Starting in the 1950’s, Jay Forrester and his students promoted the use of causal loop diagrams that explicitly include feedback loops and interactions. You can simulate system performance using difference equations and compare modeled performance with observations.
So, what’s different about the causal diagrams that I’ve discussed in my last two posts?
How are Directed Acyclic Graphs Different from other Causal Pictures?
The theory of directed acyclic graphs (DAGs) complements statistical inference; other causal pictures don’t connect to statistical theory and practice in the same way.
DAGs inform data analysis and planning of studies explicitly. In particular
1. Given a DAG, you can make specific predictions about causal and non-causal associations in relevant data.
2. Given associations in observational data, you can distinguish among causal theories represented by different DAGs.
Sonia Hernández-Díaz and co-authors give a clear example of these DAG features in a non-mathematical paper. The paper discusses an apparent paradox: Maternal smoking appears to reduce mortality for low-birth weight babies.
Here’s the key graph that sets the stage.
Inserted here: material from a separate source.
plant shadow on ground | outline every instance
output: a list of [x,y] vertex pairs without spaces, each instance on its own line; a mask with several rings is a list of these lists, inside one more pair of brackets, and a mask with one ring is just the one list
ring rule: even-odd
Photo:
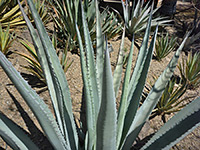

This is Figure 2 Birth-weight-specific infant mortality curves for infants born to smokers and nonsmokers, United States, 1991 (national linked birth/infant-death data, National Center for Health Statistics) as shown in Hernández-Díaz S, Schisterman EF, Hernán MA. The birth weight “paradox” uncovered, Am J Epidemiol. 2006 Dec 1;164(11):1115-20, available here, accessed 25 September 2018.
As birth weight decreases, the increased mortality associated with maternal smoking shown by the difference between the two curves decreases to zero near the common definition of low birth weight, 2500 grams. At birth weights below 2000 grams,. the mortality curve for babies born to smoking mothers actually is a bit lower than the mortality rate for infants of non-smoking mothers.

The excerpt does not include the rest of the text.